C'est le Chicago des annees 20. Les maffias tiennent les rues. Entre autres les fils d'immigres italiens, qui bravent les interdits de l'Amerique pour mieux la conquerir. Ces jeunes doivent savoir choisir leur bande, ce qu'on appellera plus tard leur "famille". Les plus doues deviennent vite chefs de bande. Ici ce sera Cesare Enrico Bandello, dit Rico, qui a force d'audace et de cruaute prendra la tete de la bande du vieillissant Sam Vettori. Mais il va trop vite, il se croit trop fort, quand en fait il n'est qu'un petit truand, un "petit cesar", et il tombera. L'irresistible ascension du "cesare Rico" et sa brusque chute.

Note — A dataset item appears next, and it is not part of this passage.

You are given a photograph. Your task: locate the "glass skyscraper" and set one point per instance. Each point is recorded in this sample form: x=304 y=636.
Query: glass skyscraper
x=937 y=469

Par les dialogues Burnett nous introduit dans les recoins les plus enfouis des motivations de ses personnages. Les assoiffes de pouvoir et ceux qui ont des reves plus modestes, d'un peu d'argent et d'une vie un peu meilleure. Les cruels et ceux qui gardent quelques scrupules, quelques doutes de conscience. Tous se meuvent dans un décor de film noir: deambulations sous le crachin ou dans la neige, en costumes croises a rayures sertis de cravates criardes, en chaussures vernies, et le harnais sous l'aisselle. Parties de poker dans des chambres enfumees avec les laltercations qui s'ensuivent. Une atmosphere tres "cliché" mais tres prenante pour le lecteur (et il faut se rappeler qu'en 1929 ce n'etait pas encore un cliché!).

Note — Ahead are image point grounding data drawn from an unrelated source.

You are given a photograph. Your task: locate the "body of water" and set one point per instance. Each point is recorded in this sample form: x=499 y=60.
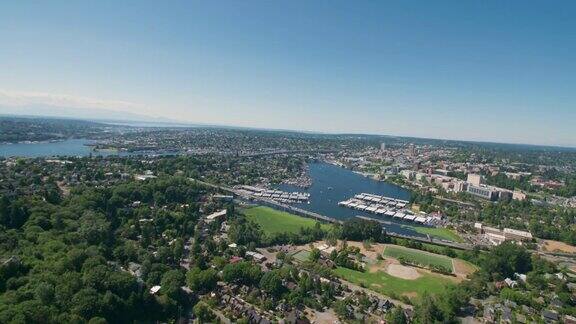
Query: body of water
x=332 y=184
x=70 y=147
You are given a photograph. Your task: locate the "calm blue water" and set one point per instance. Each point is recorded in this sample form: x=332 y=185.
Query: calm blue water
x=332 y=184
x=71 y=147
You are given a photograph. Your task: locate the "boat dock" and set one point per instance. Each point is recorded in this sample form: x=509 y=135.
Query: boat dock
x=384 y=206
x=277 y=195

Un dernier point en faveur de Burnett: Je crois que c'est un des premiers, sinon "le" premier ou l'histoire est racontee du point de vue des truands et non des policiers ou autres detectives. Ce sont eux les principaux protagonistes, ce sont eux les (infortunes) heros. Ce livre est donc le precurseur du genre des "crook stories". Bien joue, Burnett!



Je conclus: un livre bien rythme, d'une ecriture efficace qui n'a pas perdu une ride et m'a procure un tres bon moment de détente. Comment dit le dicton? Les plaisirs simples…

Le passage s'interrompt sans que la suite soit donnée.